Edit4: if still weird bottlenecks are observed at high-speed, then:
# don't use this setting on very low speed networks
# use carefully and only if weird bottlenecks are observed
# add # to the old value net.ipv4.tcp_timestamps=1

Just have a look to my sysctl.conf file, it works for me like a charm! 8)
I have been testing 4.5.0-mainline-rc3 and I am surprised for its performance. I think that something is wrong here but I don't know why, perhaps it's something wrong with VRQ2 or unexpected unsolved mainline bugs. :-X 4.4.1-xanmod4 is very good in speed but 4.3.5-xanmod10 is more stable than 4.4.1-xanmod4 at least for me. BTW 4.3.5-xanmod10 is merged with 'old' Colivas and BFQ patches. Probably my computer is too old also. :-X http://kernel.ubuntu.com/~kernel-ppa/mai...-rc3-wily/
Just one example to make 'value' to my former post, transferring ratios from devices:
kernel ,   CP, DR, DBR,   SDcard, USB, camera, phone, HDD, SSD, mean
4.4.1-xanmod4, 65, 65, 65,   7.20 , 7.60 , 12.00 , 11.00 , 9.90 , 12.90 , 10.10
4.5-rc3-mainline, 65, 65, 65,   7.90 , 8.10 , 13.00 , 11.90 , 10.50 , 13.90 , 10.88
4.4.1-xanmod4 ,  75, 75, 75,   7.80 , 7.90 , 12.10 , 11.80 , 10.00 , 13.60 , 10.53

* vm.vfs_cache_pressure CP, vm.dirty_ratio DR,  vm.dirty_background_ratio DBR, SDcard, USB, camera, phone, HDD, SSD, mean)
Tested NickTh's 4.4.1+BFQv7r11 kernel with suspending success in 10/10 times so I can conclude that the guilty of my long in time problem with suspend on 4.4 series is the VRQ2 patch -- by now inside 4.4.1-xanmod4 as latest. Topic title changed to inform about this absolutely annoying and unsolved issue.
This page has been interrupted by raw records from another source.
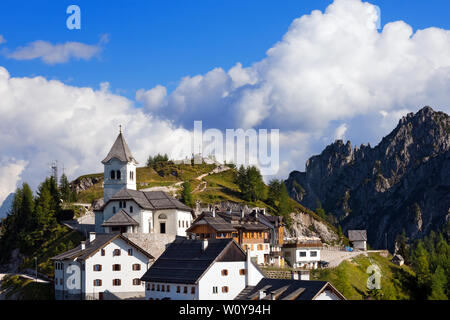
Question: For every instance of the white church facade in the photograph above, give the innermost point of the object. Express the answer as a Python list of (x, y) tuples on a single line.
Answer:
[(127, 210)]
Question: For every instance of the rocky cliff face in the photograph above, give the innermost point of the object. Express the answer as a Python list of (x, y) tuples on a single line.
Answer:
[(402, 183)]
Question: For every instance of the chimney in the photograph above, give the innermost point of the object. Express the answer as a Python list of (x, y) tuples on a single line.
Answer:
[(204, 244), (304, 275), (262, 294)]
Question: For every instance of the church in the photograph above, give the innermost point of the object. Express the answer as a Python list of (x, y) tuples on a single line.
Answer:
[(129, 211)]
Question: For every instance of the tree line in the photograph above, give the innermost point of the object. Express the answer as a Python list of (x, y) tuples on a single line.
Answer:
[(33, 220)]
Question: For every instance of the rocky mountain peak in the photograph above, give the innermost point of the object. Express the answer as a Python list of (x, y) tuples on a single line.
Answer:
[(382, 188)]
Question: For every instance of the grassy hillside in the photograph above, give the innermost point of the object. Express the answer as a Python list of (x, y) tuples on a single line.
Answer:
[(350, 278)]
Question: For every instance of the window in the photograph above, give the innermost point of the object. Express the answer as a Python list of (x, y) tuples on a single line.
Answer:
[(97, 267), (136, 267), (97, 283), (116, 267)]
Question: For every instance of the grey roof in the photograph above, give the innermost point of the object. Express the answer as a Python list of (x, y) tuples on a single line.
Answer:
[(287, 289), (120, 151), (121, 218), (184, 261), (100, 241), (151, 200), (217, 223), (357, 235)]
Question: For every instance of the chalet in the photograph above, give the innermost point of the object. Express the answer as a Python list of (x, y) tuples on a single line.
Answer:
[(206, 269), (247, 231), (286, 289), (303, 252), (358, 238), (276, 234), (108, 266)]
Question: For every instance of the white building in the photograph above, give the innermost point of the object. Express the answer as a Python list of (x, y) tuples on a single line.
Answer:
[(208, 269), (358, 238), (286, 289), (126, 210), (303, 253), (107, 266)]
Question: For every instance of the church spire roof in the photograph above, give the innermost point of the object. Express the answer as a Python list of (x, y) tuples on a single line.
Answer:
[(120, 151)]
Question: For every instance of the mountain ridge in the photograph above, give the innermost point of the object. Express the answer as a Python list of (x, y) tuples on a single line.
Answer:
[(402, 182)]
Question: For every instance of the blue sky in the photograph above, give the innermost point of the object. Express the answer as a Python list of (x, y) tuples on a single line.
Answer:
[(316, 76), (159, 42)]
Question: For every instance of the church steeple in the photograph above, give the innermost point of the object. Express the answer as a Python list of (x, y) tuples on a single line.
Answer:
[(119, 168)]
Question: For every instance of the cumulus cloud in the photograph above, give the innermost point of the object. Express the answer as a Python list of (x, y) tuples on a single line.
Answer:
[(44, 120), (10, 173), (58, 53), (330, 67)]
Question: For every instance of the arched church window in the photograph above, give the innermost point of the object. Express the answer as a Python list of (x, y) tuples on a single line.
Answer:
[(162, 216)]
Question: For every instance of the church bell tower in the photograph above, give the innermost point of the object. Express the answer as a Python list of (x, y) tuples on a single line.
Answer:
[(119, 168)]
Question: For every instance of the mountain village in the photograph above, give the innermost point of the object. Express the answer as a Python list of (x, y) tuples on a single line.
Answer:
[(149, 245)]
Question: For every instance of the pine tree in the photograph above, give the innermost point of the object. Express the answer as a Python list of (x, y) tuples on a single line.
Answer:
[(438, 285), (186, 194), (64, 187)]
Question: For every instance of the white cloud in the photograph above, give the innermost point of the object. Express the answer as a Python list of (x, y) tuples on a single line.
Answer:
[(44, 120), (330, 67), (58, 53), (10, 173)]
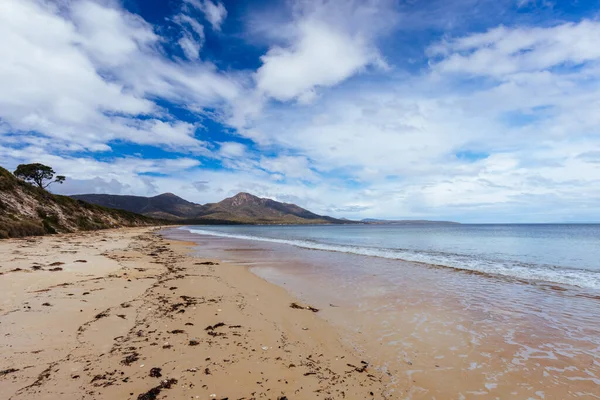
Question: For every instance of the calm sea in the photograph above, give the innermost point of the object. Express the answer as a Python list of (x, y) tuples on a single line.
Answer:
[(445, 311), (566, 254)]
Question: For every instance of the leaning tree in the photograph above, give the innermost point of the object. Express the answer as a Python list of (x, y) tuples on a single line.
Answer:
[(40, 174)]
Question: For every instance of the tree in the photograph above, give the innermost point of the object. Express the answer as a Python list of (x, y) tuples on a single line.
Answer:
[(38, 174)]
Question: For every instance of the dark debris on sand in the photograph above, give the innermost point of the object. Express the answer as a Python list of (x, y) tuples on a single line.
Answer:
[(299, 307), (153, 393)]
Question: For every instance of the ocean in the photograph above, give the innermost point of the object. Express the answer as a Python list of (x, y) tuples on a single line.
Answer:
[(567, 254), (447, 311)]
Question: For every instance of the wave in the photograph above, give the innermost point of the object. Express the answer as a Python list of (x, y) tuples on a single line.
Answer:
[(548, 273)]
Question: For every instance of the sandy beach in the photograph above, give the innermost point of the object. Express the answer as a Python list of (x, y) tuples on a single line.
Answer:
[(127, 314)]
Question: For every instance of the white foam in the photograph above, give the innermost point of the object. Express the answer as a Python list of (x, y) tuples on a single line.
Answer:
[(581, 278)]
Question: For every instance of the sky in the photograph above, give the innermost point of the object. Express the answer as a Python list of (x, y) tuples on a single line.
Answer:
[(464, 110)]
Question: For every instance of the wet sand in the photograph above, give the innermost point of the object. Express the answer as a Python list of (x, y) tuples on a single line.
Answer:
[(438, 332), (127, 314)]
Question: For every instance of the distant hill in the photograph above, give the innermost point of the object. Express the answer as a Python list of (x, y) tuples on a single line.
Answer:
[(26, 210), (242, 208), (407, 222)]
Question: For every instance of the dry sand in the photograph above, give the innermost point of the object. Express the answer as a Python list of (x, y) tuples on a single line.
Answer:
[(126, 314)]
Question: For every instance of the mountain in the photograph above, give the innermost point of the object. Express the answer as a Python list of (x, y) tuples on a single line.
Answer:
[(242, 208), (247, 208), (28, 210), (406, 222)]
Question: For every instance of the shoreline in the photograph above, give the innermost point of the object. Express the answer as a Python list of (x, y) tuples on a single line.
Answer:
[(544, 282), (129, 314)]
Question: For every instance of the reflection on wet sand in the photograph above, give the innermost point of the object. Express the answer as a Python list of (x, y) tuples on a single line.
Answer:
[(438, 333)]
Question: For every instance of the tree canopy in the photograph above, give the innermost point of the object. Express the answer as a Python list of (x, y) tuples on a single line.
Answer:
[(40, 174)]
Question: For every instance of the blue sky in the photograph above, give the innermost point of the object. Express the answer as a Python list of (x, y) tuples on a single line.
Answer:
[(469, 110)]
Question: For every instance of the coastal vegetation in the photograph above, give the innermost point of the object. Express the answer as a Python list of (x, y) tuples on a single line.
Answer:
[(27, 209)]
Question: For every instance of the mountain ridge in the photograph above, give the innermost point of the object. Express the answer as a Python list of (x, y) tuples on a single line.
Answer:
[(243, 208)]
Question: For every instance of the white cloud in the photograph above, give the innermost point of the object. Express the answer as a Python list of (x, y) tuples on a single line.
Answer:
[(232, 150), (85, 74), (215, 12), (502, 51), (192, 38), (321, 55), (294, 167)]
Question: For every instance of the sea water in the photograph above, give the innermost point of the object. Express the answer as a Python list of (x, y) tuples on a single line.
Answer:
[(446, 311)]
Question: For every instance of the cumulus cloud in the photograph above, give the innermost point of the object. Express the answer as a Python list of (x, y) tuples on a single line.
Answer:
[(214, 12), (495, 123), (85, 74), (320, 50), (502, 51)]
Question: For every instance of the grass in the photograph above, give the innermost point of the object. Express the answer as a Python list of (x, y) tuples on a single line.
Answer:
[(56, 213)]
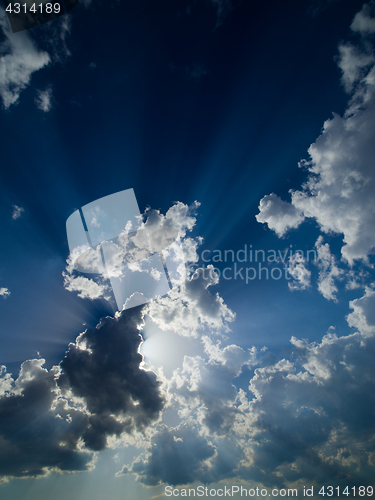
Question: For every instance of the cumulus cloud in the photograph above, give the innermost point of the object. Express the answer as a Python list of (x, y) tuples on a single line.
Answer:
[(133, 252), (364, 21), (328, 270), (299, 272), (54, 420), (20, 58), (339, 190), (37, 432), (44, 99), (278, 214), (177, 456), (86, 288), (363, 317), (191, 307), (305, 418), (102, 368), (4, 292), (17, 212)]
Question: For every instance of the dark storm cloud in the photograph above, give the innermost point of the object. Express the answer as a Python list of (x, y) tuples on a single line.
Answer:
[(177, 457), (103, 368), (41, 425), (33, 436)]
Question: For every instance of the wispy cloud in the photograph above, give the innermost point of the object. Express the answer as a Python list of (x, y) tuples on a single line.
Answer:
[(44, 99)]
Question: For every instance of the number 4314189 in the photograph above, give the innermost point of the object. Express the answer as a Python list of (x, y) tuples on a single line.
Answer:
[(360, 491), (47, 8)]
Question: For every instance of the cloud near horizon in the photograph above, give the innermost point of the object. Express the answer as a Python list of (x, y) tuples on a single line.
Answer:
[(339, 189)]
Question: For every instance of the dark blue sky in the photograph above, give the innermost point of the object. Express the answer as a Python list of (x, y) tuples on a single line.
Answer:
[(178, 109)]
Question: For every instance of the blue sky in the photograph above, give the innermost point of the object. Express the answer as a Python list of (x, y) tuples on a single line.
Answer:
[(217, 103)]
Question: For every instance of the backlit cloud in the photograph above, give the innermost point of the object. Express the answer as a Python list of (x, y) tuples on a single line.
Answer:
[(340, 185)]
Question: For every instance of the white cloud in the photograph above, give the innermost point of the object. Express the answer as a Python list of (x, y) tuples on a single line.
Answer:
[(363, 22), (87, 288), (339, 192), (300, 274), (307, 418), (4, 292), (191, 307), (278, 214), (17, 212), (44, 99), (328, 270), (19, 60), (363, 316), (353, 63)]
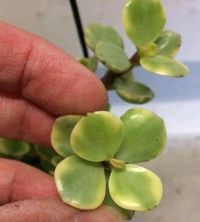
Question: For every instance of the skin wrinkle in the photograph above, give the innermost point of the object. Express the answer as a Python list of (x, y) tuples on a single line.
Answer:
[(24, 186), (41, 210), (48, 75)]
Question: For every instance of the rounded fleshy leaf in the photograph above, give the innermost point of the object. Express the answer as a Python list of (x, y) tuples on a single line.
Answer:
[(112, 56), (13, 148), (135, 188), (96, 33), (143, 21), (61, 132), (144, 136), (80, 183), (168, 43), (90, 63), (163, 65), (97, 137), (132, 91), (126, 214), (48, 159)]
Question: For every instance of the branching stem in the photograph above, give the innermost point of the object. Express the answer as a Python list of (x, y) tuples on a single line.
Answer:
[(110, 76)]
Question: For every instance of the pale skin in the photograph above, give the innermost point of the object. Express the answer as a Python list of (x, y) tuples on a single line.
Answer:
[(39, 82)]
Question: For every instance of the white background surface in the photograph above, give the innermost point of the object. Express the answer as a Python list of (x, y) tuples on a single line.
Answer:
[(177, 100)]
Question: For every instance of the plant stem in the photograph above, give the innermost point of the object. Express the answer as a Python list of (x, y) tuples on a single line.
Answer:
[(110, 76)]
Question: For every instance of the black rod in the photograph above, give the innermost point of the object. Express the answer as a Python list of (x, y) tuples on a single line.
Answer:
[(79, 26)]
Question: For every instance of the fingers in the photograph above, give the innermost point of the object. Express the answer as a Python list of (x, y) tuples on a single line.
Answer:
[(20, 181), (23, 120), (46, 76), (49, 210), (52, 210)]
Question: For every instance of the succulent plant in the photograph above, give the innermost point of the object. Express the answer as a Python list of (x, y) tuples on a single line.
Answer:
[(144, 23), (95, 157), (102, 147)]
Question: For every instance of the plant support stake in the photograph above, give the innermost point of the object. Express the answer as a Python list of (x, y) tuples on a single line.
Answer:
[(79, 27)]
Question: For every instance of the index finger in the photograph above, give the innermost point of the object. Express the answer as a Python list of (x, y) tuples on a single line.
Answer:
[(45, 75)]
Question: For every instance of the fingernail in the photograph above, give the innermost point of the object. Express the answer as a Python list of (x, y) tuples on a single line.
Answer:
[(101, 214)]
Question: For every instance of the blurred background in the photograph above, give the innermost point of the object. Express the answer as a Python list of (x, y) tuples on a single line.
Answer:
[(177, 100)]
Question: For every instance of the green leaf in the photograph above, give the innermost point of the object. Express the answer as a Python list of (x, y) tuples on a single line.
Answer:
[(112, 56), (47, 158), (135, 188), (61, 132), (144, 136), (143, 21), (80, 183), (163, 65), (132, 91), (97, 137), (90, 63), (126, 214), (96, 33), (168, 43), (12, 148)]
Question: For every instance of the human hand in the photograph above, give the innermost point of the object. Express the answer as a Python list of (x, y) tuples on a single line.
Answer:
[(37, 83)]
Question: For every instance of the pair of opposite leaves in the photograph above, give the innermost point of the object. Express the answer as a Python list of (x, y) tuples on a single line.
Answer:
[(143, 22), (89, 142)]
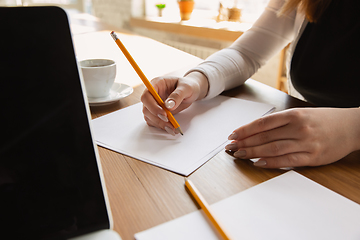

Such a pity!  Sad
~$ uname -a
Linux tropic 4.4.0-11-bfq #201602071458-Ubuntu SMP PREEMPT Sun Feb 7 13:04:56 UTC 2016 x86_64 x86_64 x86_64 GNU/Linux
~$ dmesg | grep -i -e 'bfs' -e 'bfq' -e 'toi' -e tux -e 'uksm' -e 'gcc'
[    0.000000] Linux version 4.4.0-11-bfq (buildd@lgw01-18) (gcc version 4.8.4 (Ubuntu 4.8.4-2ubuntu1~14.04) ) #201602071458-Ubuntu SMP PREEMPT Sun Feb 7 13:04:56 UTC 2016
[    1.748140] io scheduler bfq registered (default)
[    1.748146] BFQ I/O-scheduler: v7r11

Edit: thanks again to Tigerite for pointed to the right cause of this main topic.

Topic title changed, my notebook is still unable to suspend with vrq3.  ???
Edit: topic title changed for 4.4.2-xanmod6/vrq3.
Advice: please, notice this is related to VRQ3 problem, not properly a XanMod's one.
If you like, you can try the kernel I've created a PPA for, at ppa:tigerite/kernel .. it's really for Microsoft Surface devices which needs particular patches (and a recent DRM tree for Surface 3), but it has many of XanMod's features patched-in, namely

Set Swappiness to 10
Set Zswap compressor to LZ4
Set cache pressure to 75
Set uksmd nice priority to 15
BFQ I/O-scheduler v7r11 (with fixed Kconfig BFQ dependency on BLK_CGROUP)
Built with GCC-5.3.1

But.. no BFS. I have instead patched in Zen interactivity from liquorix.net (actually everything from the 4.4.1-1 patch that wasn't already present in Ubuntu's 4.4.0-4.19), but with Ubuntu's config except for extras from liquorix. It was quite a job to get everything in! You could try and see if suspend is an issue, if not, maybe Xanmod may consider going with Zen interactivity instead of BFS?